Buffalo Way is terrible.

Also I don't know how to format that eyesore of a numerator nicely on this site.

Answer 3

Let $\{a,b,c,d\}=\{x,y,z,t\}$, where $x\geq y\geq z\geq t$, $x+y+z+t=4$, $x+t=2u$ and $y+z=2v$.

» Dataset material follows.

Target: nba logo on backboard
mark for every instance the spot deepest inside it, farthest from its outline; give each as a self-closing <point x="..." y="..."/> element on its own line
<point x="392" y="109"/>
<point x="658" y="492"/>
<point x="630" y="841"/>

Hence, $u+v=2$ and by Rearrangement we obtain: $$\sum\limits_{cyc}\frac{a^2}{(a+b+c)^2}\geq\frac{x^2}{(x+y+z)^2}+\frac{y^2}{(x+y+t)^2}+\frac{z^2}{(x+z+t)^2}+\frac{t^2}{(y+z+t)^2}=$$ $$=\frac{x^2}{(4-t)^2}+\frac{t^2}{(4-x)^2}+\frac{y^2}{(4-z)^2}+\frac{z^2}{(4-y)^2}$$ and since $$\frac{x^2}{(4-t)^2}+\frac{t^2}{(4-x)^2}\geq\frac{-2(x+t)^2+16(x+t)-16}{(8-x-t)^2} \tag1$$ it's just $$((x+t)(x^2+t^2)-12(x^2+xt+t^2)+48(x+t)-64)^2\geq0, \tag2$$ it remains to prove that $$\frac{-2u^2+8u-4}{(4-u)^2}+\frac{-2v^2+8v-4}{(4-v)^2}\geq\frac{4}{9},\tag3$$ where $u$ and $v$ are positive numbers such that $u+v=2$ or $$\sum_{cyc}\left(\frac{-2u^2+8u-4}{(4-u)^2}-\frac{2}{9}\right)\geq0$$ or $$\sum\limits_{cyc}\frac{(u-1)(17-5u)}{(4-u)^2}\geq0$$ or $$\sum\limits_{cyc}\left(\frac{(u-1)(17-5u)}{(4-u)^2}-\frac{4}{3}(u-1)\right)\geq0$$ or $$\sum_{cyc}\frac{(u-1)^2(13-4u)}{(4-u)^2}\geq0.$$ Done!